Loss of reverence part of Church decline

Loss of reverence part of Church decline
Loss of reverence part of Church decline

Dear Editor,

I note in Fr Joe McDonald’s interview (IC 05/10/2017) that he doesn’t hazard a guess as to why he thinks time is running out on the Church in Ireland. There is, however, one interesting passage in the article with which I agree wholeheartedly: “Instead of asking (he says) how many people go to Mass in a certain place…maybe we should be doing more to ask why – even if the answers might be uncomfortable for individual priests.”

One possible reason, in my view, has to do with the way our church buildings are being used.

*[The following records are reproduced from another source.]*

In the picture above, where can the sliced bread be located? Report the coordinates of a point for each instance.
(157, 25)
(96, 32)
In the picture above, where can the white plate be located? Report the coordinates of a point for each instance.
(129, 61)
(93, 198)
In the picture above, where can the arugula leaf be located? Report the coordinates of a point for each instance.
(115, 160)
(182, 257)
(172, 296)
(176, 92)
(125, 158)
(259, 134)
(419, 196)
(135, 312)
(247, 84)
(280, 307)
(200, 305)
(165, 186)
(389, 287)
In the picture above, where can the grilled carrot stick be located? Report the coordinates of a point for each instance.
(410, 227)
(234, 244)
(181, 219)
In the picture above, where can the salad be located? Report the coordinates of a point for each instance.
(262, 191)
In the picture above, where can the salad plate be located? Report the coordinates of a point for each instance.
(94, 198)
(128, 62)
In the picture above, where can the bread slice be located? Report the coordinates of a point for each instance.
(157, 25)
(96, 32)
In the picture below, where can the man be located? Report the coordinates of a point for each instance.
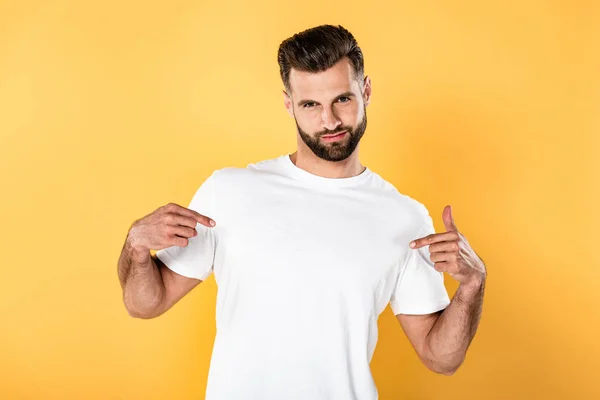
(308, 249)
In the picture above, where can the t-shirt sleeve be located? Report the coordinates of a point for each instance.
(420, 288)
(196, 259)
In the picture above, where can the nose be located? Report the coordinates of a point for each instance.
(330, 120)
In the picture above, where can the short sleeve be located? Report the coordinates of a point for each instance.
(196, 259)
(420, 288)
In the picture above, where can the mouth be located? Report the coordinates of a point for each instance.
(334, 137)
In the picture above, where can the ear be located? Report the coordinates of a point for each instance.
(367, 90)
(287, 102)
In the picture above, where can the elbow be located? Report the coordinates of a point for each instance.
(447, 370)
(140, 315)
(141, 309)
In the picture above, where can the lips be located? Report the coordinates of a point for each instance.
(335, 134)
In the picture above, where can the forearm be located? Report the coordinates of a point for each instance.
(141, 281)
(452, 333)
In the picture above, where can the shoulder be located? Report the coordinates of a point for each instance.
(405, 206)
(242, 175)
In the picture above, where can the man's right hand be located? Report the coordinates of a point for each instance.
(169, 225)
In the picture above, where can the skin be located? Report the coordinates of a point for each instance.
(440, 339)
(327, 113)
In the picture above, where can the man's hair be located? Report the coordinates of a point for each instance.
(317, 49)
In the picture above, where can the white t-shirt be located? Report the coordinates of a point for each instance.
(304, 265)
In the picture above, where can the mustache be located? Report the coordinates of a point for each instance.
(334, 132)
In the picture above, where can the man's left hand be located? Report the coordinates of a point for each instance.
(452, 253)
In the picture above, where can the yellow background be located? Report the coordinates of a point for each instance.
(111, 109)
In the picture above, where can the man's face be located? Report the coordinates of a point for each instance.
(327, 103)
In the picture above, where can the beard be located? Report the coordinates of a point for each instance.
(335, 151)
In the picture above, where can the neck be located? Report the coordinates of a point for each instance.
(308, 161)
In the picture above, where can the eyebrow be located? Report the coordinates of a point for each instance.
(345, 94)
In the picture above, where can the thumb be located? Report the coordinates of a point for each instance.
(448, 219)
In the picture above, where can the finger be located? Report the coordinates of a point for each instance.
(433, 238)
(202, 219)
(441, 266)
(444, 257)
(183, 231)
(178, 219)
(440, 247)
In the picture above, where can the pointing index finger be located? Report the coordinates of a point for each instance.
(204, 220)
(432, 238)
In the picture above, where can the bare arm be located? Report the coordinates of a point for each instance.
(453, 331)
(441, 339)
(149, 287)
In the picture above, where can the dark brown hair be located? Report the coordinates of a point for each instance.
(317, 49)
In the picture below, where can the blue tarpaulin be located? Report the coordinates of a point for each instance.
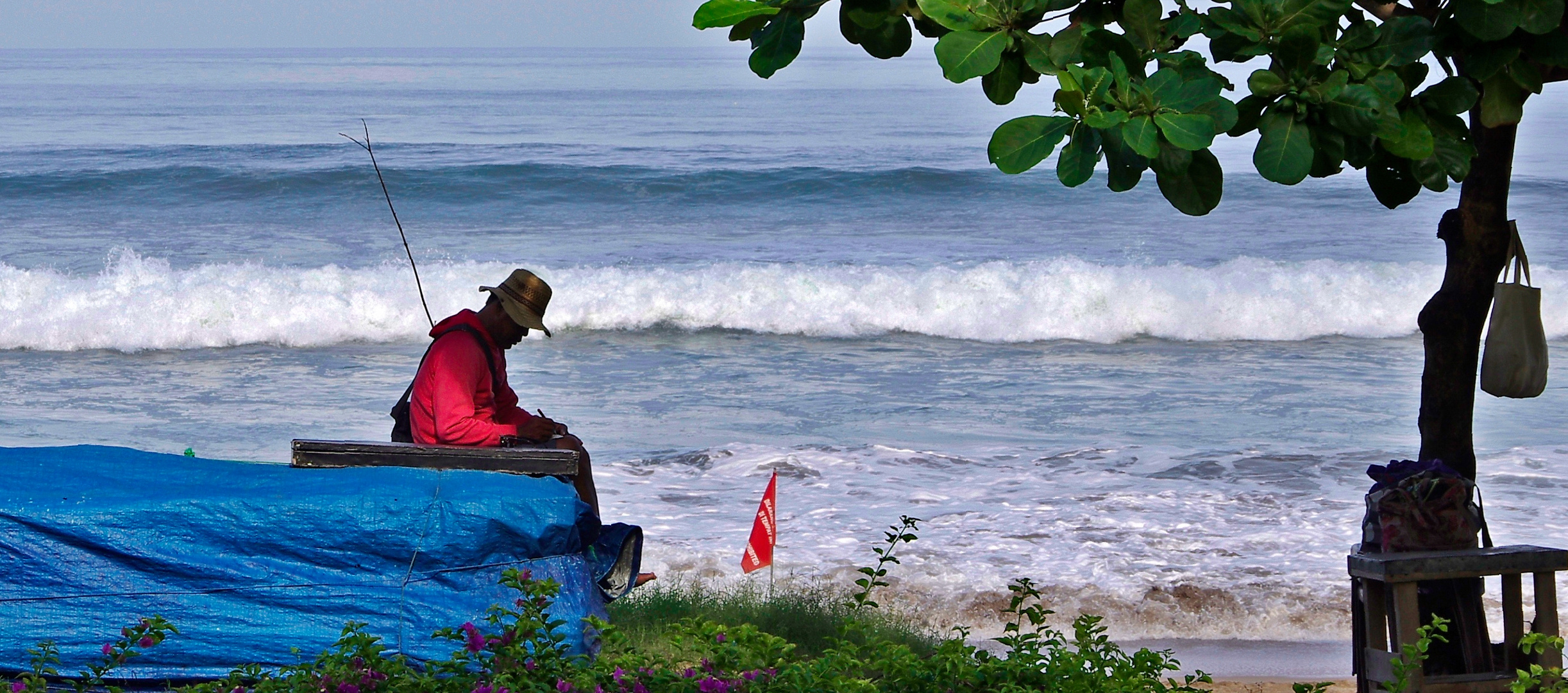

I notice a tendency over the past number of years to turn our church buildings into entertainment venues where musical shows are put on so that they now risk becoming associated in people’s minds, not as houses of prayer and worship (as the Lord explicitly says), but as places where people expect to be entertained. One stand – out example of this is the use of a church in my town as a cinema to project a film that has no association whatsoever with prayer or worship.

Another possible reason is the manner in which the Eucharist is being celebrated. Very often it is rushed through as if on automatic pilot and when communion is being distributed it is done as if handing out sweets.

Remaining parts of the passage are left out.